Key takeaway: Checkpoints capture the complete engine state: windows, variables, and processing counters.
Part 4: Checkpoint Pruning
In production, you don't want unlimited checkpoint accumulation. The CheckpointConfig controls retention:
CheckpointConfig {
interval: Duration::from_secs(60), // Checkpoint every 60 seconds
max_checkpoints: 3, // Keep only the last 3
checkpoint_on_shutdown: true, // Save on graceful shutdown
key_prefix: "varpulis".to_string(), // Storage key prefix
}With max_checkpoints: 2, after 4 checkpoint cycles, only the 2 most recent remain. Recovery always loads the latest valid checkpoint.
Storage Backends
| Backend | When to Use |
|---|---|
MemoryStore | Development and testing (lost on restart) |
FileStore | Production with --state-dir (atomic writes, survives restart) |
RocksDbStore | High-throughput production (requires persistence feature) |
# Enable file-based persistence
varpulis server --port 9000 --api-key "key" --state-dir /var/lib/varpulis/state
# Build with RocksDB support
cargo build --release --features persistenceKey takeaway: Configure max_checkpoints to bound storage usage. The latest checkpoint always wins on recovery.
Encryption at Rest
Checkpoint data may contain sensitive information from your event streams. Varpulis supports AES-256-GCM encryption at rest for all checkpoint storage backends:
# Enable encryption (requires --features encryption)
export VARPULIS_ENCRYPTION_KEY="$(openssl rand -hex 32)"
varpulis server --port 9000 --state-dir /var/lib/varpulis/stateWhen VARPULIS_ENCRYPTION_KEY is set, all checkpoints are encrypted before writing to disk and decrypted on restore.
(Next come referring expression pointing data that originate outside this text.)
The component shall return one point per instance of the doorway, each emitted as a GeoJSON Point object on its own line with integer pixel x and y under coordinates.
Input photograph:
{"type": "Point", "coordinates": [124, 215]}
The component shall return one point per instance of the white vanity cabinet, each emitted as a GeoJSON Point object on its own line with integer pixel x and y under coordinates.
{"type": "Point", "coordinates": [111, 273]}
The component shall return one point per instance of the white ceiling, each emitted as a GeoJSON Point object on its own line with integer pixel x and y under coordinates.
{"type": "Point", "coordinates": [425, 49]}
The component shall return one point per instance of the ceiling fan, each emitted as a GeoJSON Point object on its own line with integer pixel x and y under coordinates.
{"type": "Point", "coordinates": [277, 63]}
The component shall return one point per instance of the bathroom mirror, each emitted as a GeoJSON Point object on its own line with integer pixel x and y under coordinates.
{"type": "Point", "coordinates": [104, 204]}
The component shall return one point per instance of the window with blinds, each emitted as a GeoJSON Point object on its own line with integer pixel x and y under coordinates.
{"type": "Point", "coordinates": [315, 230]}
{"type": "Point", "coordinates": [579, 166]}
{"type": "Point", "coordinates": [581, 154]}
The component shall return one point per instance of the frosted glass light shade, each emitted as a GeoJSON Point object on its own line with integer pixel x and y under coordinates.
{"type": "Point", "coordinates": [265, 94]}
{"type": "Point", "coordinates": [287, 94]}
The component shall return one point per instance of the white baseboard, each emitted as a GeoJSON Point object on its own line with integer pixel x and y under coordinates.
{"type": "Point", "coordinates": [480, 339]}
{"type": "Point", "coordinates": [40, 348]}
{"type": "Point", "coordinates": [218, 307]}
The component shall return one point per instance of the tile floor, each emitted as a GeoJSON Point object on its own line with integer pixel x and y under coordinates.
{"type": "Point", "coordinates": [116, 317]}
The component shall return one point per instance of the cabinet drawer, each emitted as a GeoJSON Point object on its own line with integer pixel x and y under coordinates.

Tampered data is detected and rejected by the GCM authentication tag.
See the Encryption at Rest Tutorial for key generation, passphrase-based derivation, and key rotation procedures.
Part 5: Watermark Tracking
Watermarks solve the out-of-order event problem. In distributed systems, events often arrive out of timestamp order. Without watermarks, a window might close before all its events arrive.
The .watermark(out_of_order: ...) syntax tells the engine how much lateness to expect:
The Program
Create watermark_basic.vpl:
# Per-source watermark tracking with 5s out-of-order tolerance.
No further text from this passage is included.